As the annual CES tech-fest in Vegas takes its final roll of the dice, it's time to decide whether the 2016 event came up 'aces' or was simply 'craps'.
Overall, I'd say it was a solid (yet unspectacular) year for consumer technology and my initial preview predictions didn't fall far wide of the mark. Virtual reality, wearable tech, drones, robots and the Internet of Everything (from connected bras to smelly alarms) all featured highly. That said, there was no breakout piece of kit that captured the imagination of the geeky cognoscenti. Best described as a year of evolution rather than revolution. And that was best epitomised by the noticeable increase in the amount of car manufacturers touting their ever-evolving wares this year.
Only five years ago there was no automotive presence at CES. This year, ten major manufacturers were in attendance and the amount of space they had taken was breathtaking (25% more than in 2015). BMW, for instance, had a rather swish dedicated area just outside of the main auditorium which even featured test drives of both the i8 and i3 electric models.
What became very clear very quickly was that they were actually all pushing the same three key themes:
1. Electrification: whether it was the glitzy launch of the Bolt from GM in their oversubscribed keynote, or the rather magnificent Batmobile-esque FFZero1 from Faraday Future, or the VW BUDD-e minivan (which to me resembled a modern day version of the Scooby Doo Mystery Machine) every manufacturer wanted to show off their spiffing new electrically powered products.
Mercedes went one better and showcased their new concept the IAA, which has a 'shapeshifting' rear end (don't ask) that apparently reduces the drag on the vehicle.
2. Connectivity: there was once a time when the only way to connect with your car was by putting the key in the ignition. Nowadays, most cars don't even have a key but can easily boil the kettle for you at home whilst on the move.
Ford, for example, took great delight in demonstrating its new Android and iOS compatible Sync3 system.
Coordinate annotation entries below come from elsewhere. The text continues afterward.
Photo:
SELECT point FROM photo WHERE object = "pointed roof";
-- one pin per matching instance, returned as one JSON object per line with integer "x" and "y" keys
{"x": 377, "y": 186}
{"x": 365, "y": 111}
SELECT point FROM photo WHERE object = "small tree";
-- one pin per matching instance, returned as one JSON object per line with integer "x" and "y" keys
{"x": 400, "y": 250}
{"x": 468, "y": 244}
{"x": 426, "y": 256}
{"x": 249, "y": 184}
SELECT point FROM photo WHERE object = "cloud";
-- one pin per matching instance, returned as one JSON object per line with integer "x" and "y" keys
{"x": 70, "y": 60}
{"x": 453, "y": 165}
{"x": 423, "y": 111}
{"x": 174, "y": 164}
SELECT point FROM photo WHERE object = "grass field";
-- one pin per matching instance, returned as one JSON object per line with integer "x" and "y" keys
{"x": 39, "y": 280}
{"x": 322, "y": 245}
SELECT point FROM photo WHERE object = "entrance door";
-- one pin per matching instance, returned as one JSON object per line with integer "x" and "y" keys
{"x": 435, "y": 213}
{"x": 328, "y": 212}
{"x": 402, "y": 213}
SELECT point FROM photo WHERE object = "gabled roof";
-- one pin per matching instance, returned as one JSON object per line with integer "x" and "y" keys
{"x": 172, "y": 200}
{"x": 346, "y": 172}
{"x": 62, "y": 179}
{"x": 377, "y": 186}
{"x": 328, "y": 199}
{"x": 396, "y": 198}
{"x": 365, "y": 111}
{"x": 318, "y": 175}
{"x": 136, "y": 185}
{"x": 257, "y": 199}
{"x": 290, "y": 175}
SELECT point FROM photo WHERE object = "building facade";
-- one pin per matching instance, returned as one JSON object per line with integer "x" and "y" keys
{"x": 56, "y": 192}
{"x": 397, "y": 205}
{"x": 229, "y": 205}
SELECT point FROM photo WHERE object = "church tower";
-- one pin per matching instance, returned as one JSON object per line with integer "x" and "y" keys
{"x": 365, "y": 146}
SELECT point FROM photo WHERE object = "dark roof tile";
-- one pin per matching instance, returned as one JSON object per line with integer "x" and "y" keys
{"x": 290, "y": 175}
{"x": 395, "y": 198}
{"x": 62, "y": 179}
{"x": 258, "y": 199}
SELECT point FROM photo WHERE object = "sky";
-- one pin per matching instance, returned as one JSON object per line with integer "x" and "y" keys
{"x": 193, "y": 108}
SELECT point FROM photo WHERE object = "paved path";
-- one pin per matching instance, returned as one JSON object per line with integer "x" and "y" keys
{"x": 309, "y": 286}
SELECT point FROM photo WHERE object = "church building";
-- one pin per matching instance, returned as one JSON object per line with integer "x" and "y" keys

With its associated app functionality users can control connected devices inside their homes plus interact with Amazon Alexa voice recognition to deliver real-time information about the vehicle itself.
VW have gone one step further and entered into a strategic alignment with the mighty LG. The aforementioned BUDD-e basically connects to your LG equipped SmartHome. Volkswagen demonstrated that from your Mystery Machine; sorry BUDD-e, you can open the front door of your home to let people in if you are running late. Or maybe you want to check the contents of your LG fridge with its built-in camera to see if you need to order a takeaway for dinner or can feast on leftover lasagne.
3. Autonomous Cars: the trend for self-driving cars has largely been driven by the first foray into the market by Google. In a meeting with John Krafcik, CEO of Chauffeur (Google's autonomous vehicle division) he told us that their reasoning behind producing a car which can drive itself was very simple and yet equally compelling. Over 1.2 million people are killed each year in car accidents across the globe. To put that into perspective that's the equivalent of a passenger jet crashing every two minutes for 12 months. And the main cause of all this carnage? Well over 90% of these accidents are caused by human error. No wonder they want to remove the organic bit behind the wheel.
But not content with Google muscling in on their turf, the car manufacturers have decided it's their turn to get in on the act. You would maybe expect to see self-driving cars from the likes of Ford (pictured below) but may be a little surprised to see the likes of Hyundai / Kia also jumping on the bandwagon.
So there you have it, with not much more news apart from increasingly bigger and thinner TVs and even smarter smartphones, the automotive boys stole much of the limelight this year and I'm finally "Leaving Las Vegas" (unless El Nino has other ideas of course).
Steve Blakeman is the managing director, global accounts at OMD.